Парадоксальность книги в том, что взгляд автора, появляющийся именно в
«прозаических» вкраплениях, всегда чётко отграниченный от анализа, не чуждый
анекдотических историй, биографических вкраплений, – и пристальный,
лично-заинтересованный анализ текста – органично существуют на карте Аствацатурова, заступая на территорию
друг друга и нигде не создавая впечатления контрапункта или стилевого
эклектизма.
Некоторое
ощущение тревоги после прочтения может быть связано только с одним – и до сих
пор не понимаю, проблема это или достоинство блестяще написанной книги:
ориентированность на самую разную аудиторию. Нет, если бы Аствацатуров,
столь разнообразный и органичный в сочетании своих амплуа, не появился, то его
следовало бы выдумать, и всё же… Растущая энтропия, как ни грустно это
признавать, требует всё более ясного понимания, кому ты адресуешь свой текст. И
не зря поэтическую вселенную автор в одном из текстов именует разделённой на
множество разных галактик: те же слова можно адресовать и потенциальным
реципиентам этой книги. Адептам предыдущих книг Аствацатурова
будет интересен именно прозаик, выступающий талантливо в любом жанре – рассказа
или эссе; желающим разобраться в классических текстах – собственно их разбор; и
тем и другим может быть небезразличен писательский опыт. Ну а студентам… Трудно
с точностью сказать, что их может захватить в рассказе о классике – и затронет
ли вообще. Что до меня, то если страницы, посвящённые разборам классиков я, не
скрою, иногда пролистывал, то на эпизодах, связанных с Аствацатуровым
как с человеком и писателем, останавливался с неизменным вниманием. Возникло ли
у меня желание прочитать тех героев его эссе, с которыми знаком мало и
поверхностно?

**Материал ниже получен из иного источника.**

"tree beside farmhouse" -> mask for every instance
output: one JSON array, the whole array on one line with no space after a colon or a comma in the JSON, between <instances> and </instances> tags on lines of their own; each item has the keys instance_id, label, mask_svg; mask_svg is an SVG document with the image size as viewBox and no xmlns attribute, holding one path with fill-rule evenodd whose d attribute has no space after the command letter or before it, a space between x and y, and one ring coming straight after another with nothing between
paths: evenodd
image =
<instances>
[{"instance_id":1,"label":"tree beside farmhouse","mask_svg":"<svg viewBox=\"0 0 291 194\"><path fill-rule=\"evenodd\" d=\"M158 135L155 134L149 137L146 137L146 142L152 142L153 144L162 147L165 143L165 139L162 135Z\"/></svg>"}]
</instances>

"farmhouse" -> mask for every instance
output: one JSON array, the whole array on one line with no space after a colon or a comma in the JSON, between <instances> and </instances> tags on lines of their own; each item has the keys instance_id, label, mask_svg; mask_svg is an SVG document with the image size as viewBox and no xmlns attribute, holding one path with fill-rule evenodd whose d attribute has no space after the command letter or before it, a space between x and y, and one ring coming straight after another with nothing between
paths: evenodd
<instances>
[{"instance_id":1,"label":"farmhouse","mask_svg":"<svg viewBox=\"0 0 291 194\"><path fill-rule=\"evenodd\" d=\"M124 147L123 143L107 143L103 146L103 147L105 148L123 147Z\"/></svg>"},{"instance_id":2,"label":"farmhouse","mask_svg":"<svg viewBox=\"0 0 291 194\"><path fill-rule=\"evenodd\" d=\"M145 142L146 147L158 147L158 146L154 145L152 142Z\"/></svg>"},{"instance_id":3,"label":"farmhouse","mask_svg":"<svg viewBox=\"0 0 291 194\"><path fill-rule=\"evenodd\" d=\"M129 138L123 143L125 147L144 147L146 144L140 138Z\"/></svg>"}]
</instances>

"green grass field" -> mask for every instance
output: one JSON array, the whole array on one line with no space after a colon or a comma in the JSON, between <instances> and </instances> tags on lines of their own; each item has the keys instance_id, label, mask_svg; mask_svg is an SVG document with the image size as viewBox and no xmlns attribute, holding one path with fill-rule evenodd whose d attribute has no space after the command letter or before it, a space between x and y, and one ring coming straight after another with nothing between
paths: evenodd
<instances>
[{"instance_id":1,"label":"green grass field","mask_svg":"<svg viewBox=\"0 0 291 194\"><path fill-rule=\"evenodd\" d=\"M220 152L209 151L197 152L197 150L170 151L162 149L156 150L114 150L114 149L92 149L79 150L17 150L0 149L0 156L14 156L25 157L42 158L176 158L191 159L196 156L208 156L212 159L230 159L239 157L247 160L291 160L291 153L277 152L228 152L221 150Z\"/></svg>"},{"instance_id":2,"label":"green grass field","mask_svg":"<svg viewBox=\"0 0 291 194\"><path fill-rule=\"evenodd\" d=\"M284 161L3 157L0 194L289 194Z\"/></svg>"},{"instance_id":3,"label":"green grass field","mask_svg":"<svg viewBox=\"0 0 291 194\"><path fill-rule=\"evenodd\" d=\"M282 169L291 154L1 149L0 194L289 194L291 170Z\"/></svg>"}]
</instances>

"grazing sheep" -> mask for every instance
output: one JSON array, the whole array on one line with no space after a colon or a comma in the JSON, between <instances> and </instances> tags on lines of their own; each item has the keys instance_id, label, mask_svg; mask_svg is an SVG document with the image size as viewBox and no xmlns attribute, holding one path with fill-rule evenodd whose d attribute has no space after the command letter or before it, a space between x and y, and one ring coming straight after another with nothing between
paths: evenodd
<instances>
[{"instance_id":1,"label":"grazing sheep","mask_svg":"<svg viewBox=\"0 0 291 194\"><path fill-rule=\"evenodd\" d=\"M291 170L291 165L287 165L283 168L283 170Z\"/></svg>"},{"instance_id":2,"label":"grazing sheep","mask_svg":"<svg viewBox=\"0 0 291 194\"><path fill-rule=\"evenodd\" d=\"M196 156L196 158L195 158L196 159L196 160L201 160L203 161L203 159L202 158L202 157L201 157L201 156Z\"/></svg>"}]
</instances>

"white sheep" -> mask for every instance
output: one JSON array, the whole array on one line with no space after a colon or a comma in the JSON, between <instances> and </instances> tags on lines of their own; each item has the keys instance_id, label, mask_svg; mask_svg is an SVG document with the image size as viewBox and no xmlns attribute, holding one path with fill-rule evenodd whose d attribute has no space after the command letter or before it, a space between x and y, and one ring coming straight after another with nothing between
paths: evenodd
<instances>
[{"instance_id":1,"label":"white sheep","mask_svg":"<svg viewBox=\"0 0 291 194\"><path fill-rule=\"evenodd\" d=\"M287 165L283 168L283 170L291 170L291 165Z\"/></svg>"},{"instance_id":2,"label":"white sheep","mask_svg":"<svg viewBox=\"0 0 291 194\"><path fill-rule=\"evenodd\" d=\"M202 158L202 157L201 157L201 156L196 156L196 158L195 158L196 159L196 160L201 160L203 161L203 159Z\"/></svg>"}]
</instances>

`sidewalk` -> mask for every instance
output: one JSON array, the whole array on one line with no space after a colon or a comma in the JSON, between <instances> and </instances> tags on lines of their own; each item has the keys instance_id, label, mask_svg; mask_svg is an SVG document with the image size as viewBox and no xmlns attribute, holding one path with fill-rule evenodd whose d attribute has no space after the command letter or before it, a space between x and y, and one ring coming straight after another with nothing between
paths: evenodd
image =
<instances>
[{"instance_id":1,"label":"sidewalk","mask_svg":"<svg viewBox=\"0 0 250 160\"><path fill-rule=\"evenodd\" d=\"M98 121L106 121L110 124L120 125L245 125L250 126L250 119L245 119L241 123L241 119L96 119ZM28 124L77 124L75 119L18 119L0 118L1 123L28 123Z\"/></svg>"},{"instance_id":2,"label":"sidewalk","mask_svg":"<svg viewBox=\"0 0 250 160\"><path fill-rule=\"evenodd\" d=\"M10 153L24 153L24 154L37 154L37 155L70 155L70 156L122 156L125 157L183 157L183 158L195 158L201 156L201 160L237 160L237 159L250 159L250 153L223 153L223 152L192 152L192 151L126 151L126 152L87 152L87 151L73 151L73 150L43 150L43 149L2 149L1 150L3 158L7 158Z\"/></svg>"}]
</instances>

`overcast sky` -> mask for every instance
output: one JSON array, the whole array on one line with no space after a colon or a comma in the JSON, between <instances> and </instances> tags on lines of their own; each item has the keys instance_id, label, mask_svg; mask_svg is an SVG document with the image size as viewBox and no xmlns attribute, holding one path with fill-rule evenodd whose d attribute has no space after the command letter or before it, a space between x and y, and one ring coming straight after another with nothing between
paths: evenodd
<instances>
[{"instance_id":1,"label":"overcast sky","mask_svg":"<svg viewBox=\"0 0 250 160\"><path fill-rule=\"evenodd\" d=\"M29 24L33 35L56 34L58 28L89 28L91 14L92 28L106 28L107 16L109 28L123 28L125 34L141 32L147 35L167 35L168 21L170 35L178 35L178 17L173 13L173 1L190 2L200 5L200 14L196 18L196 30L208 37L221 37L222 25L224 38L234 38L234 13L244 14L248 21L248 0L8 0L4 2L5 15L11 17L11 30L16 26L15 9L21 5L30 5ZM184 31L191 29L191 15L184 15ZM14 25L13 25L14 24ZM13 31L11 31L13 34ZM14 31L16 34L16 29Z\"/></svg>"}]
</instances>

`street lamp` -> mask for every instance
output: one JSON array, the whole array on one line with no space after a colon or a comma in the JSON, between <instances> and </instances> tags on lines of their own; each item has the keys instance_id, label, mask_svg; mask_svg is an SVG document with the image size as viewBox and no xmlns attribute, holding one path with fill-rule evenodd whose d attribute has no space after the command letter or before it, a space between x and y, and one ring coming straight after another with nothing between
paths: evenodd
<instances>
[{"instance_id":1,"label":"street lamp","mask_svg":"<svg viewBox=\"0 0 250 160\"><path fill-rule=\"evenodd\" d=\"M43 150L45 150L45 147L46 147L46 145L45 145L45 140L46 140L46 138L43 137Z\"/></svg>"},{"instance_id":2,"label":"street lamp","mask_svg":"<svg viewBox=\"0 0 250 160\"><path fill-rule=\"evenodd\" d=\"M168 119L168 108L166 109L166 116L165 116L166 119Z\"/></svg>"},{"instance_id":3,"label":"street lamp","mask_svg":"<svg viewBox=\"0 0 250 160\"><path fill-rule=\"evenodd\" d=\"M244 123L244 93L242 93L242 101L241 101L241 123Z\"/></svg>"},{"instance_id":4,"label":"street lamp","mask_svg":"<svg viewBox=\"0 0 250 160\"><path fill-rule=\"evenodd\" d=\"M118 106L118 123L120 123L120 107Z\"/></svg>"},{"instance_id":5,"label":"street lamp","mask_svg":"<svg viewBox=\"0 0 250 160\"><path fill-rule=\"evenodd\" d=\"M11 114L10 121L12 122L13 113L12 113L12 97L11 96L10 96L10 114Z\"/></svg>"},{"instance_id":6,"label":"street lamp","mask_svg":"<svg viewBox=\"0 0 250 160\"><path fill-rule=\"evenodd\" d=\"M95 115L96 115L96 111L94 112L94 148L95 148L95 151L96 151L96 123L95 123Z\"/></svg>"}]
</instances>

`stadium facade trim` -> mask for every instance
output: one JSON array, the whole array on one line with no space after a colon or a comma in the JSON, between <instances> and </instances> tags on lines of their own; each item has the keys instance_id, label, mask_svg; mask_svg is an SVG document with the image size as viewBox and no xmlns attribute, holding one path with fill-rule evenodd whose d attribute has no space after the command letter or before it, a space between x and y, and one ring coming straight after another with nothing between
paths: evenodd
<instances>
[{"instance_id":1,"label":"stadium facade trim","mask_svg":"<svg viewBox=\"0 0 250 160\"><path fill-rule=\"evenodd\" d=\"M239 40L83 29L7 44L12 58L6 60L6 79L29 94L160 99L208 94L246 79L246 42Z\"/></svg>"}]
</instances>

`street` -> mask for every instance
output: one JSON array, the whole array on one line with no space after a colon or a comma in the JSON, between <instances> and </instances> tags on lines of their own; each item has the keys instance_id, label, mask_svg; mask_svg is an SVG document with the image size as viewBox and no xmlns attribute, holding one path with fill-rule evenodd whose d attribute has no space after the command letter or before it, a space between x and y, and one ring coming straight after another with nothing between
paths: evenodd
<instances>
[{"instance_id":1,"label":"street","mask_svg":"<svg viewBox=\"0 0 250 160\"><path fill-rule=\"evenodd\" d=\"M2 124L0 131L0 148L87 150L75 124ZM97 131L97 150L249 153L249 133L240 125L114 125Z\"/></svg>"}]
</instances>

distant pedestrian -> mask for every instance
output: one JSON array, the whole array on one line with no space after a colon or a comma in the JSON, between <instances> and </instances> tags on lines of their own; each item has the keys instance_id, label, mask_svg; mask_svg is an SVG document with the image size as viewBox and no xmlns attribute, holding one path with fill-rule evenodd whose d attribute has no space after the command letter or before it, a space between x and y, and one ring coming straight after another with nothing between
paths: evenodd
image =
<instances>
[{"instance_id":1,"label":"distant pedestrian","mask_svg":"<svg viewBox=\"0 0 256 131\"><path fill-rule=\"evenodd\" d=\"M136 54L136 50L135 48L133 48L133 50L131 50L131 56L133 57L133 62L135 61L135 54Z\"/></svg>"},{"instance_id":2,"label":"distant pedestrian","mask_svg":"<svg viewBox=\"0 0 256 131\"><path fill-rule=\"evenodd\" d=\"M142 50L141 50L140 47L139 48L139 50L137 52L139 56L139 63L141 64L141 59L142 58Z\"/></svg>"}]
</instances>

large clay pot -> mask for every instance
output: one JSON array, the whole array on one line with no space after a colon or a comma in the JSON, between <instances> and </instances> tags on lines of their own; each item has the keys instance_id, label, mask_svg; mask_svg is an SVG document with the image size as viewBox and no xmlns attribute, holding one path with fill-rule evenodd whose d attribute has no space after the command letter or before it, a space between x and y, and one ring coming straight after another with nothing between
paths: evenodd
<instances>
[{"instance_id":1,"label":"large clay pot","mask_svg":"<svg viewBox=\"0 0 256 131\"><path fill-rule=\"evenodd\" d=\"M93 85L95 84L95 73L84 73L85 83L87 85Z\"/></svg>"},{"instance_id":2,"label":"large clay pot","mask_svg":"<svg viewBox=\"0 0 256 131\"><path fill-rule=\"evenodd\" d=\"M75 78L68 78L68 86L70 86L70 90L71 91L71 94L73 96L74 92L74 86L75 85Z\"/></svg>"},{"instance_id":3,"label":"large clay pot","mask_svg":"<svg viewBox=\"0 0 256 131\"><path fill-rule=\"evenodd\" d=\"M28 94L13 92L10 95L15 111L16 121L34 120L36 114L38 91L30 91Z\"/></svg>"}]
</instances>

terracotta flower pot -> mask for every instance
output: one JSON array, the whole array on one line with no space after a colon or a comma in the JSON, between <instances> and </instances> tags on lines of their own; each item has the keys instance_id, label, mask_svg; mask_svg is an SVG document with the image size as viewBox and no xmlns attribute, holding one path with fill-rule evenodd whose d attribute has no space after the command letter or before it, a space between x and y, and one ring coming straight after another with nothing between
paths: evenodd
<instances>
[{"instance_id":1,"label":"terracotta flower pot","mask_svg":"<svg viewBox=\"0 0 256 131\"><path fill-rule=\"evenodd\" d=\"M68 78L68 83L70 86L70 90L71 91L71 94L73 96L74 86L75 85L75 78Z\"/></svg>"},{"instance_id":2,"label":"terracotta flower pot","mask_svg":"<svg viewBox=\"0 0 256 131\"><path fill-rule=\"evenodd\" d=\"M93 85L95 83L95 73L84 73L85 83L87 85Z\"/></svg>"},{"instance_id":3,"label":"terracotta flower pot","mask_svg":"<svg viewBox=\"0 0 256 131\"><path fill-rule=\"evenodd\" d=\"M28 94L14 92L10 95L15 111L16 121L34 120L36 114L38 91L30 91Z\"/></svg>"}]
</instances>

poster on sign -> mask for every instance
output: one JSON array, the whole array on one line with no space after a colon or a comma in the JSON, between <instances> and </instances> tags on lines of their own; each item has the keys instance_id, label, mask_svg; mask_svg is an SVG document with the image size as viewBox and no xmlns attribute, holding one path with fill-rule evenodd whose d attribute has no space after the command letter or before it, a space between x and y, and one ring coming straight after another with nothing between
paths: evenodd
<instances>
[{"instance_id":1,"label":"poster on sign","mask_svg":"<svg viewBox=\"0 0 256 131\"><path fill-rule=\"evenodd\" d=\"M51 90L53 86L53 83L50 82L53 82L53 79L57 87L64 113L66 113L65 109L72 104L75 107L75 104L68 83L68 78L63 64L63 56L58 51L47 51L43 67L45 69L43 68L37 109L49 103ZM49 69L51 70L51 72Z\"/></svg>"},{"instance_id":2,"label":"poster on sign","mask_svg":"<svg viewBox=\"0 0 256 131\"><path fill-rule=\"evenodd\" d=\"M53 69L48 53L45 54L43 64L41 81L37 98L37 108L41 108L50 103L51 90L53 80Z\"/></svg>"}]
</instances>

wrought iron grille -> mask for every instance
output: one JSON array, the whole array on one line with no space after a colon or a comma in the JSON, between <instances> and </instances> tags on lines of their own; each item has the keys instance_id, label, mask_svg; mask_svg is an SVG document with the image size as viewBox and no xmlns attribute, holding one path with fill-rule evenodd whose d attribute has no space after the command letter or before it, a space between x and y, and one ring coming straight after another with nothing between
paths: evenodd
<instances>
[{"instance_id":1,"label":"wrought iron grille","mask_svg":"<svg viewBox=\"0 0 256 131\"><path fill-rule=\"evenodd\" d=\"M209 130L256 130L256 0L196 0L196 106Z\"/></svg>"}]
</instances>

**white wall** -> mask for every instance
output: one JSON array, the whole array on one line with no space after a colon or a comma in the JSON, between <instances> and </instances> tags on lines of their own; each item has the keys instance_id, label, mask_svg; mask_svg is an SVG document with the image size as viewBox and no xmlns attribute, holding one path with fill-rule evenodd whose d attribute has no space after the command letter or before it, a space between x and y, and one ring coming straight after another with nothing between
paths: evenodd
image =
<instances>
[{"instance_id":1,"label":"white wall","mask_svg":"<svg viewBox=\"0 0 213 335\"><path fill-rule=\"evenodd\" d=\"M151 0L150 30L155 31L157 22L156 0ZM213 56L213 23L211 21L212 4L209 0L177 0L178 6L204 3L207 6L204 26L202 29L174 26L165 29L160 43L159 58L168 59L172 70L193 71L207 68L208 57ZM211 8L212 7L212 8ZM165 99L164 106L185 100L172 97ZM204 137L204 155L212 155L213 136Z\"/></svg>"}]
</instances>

Вряд ли. Однако захотелось вернуться в студенческие годы, – и
чтобы прочитать этих классиков задал мне именно преподаватель Андрей Аствацатуров.
[1] «…я
вдруг понял, что нынешним 20-30-летним абсолютно непонятно, потому что
неизвестно, всё, что самоочевидно людям с советским опытом. И что, наверное,
кто-то должен им, пытливым блондинкам, об этом рассказать – о цензуре, о Союзе
писателей, о книжном дефиците, о писателях, которые ныне справедливо (или
несправедливо) забыты. <…> и книга – мне стало уже ясно, что книга –
пошла выстраиваться как «Письма Алисе из (советского) Зазеркалья». А когда выстроилась, то оказалось, что <…> одна задача (бойцы вспоминают минувшие дни…) вступила
в подчинение к другой: к исповеди сына века или, чтобы не так высокопарно, к
автобиографическому роману в новеллах» (Сергей
Чупринин. «Мой адресат – люди литературно озабоченные».
Беседу вёл Борис Кутенков. // Лиterraтура, № 42, 2015).
[2] Елена Иваницкая. Встреча поколений // Лиterraтура, № 67, 2015.
[3] Андрей Аствацатуров. «В этой книге я своего рода увеличительное стекло». Беседу вёл Борис Кутенков. // Лиterraтура, № 67, 2015.